A further strap tensioning system is taught in International Publication Number WO 03/013906 filed by Brunet. The Brunet application teaches a strap winch device for automatically tightening a strap to a pre-selected tension. A number of the winch devices are fitted on a flat bed trailer and are connected to a single fore and aft drive shaft which extends along the side of the trailer. The drive shaft is driven by a motor to tighten any straps that require tightening. Each winch device has a clutch mechanism to prevent the motor from overheating once a set tightening torque threshold has been reached. The device is also equipped with a manual clutch override so that an operator can release the tension of a given winch device whenever necessary. The clutch assembly has a discoid casing having a number of deep cylindrical radial recesses. Spring loaded spheroid bodies are sized to fit into the radial recesses. The discoid casing is fitted within a ring gear powered by the drive shaft. The ring gear has shallow, arcuate recesses within which the spheroid bodies may be fitted. Power from the motor is transferred from the shaft to the ring gear and from the ring gear to the discoid casing. The discoid casing has a small gear wheel anchored to it which in turn transfers rotational force to the tensioning gear thereby tightening the strap. Once the strap has been tightened to a set torque threshold, the radial springs inside the discoid casing will yieldingly move radially inwardly thereby releasing the frictional interlock between the discoid casing and the ring gear. Once this pre-selected tension level has been achieved, while the electric motor continues to rotate the shaft and the ring gear, rotational forces are no longer transferred to the discoid casing.
The Brunet device suffers from a number of drawbacks. It requires power from an electric motor. The motor must be sufficiently powerful to operate all winches at the same time, as they are linked in series. Should the motor fail, none of the winches will work. Similarly, the system will only operate when the motor is running. In addition, the complex gear system and clutch of the Brunet device will make identifying any problems with the system difficult and ongoing maintenance costly and time consuming. The shaft driving the devices runs along the length of the side of the trailer and would be susceptible to having objects getting wrapped around it and hindering its ability to rotate. Finally, it would be difficult to retro-fit existing trailers with the Brunet system due to the complex nature of the mechanism and limited space under the trailer for attachment likely requiring the removal of any existing winches.

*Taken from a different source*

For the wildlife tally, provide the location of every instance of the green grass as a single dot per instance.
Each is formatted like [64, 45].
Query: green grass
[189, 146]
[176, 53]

Accordingly, it is an object of an embodiment of the present invention to provide an automated tie down device having a torque transfer mechanism that can easily be released without the use of any strenuous effort by the operator.
It is an object of an embodiment of the invention to provide an automated tie down device powered by pneumatics without the use of electronics.
It is a further object of an embodiment of the present invention to overcome the deficiencies noted above. Other objects of the invention will be apparent from the description that follows.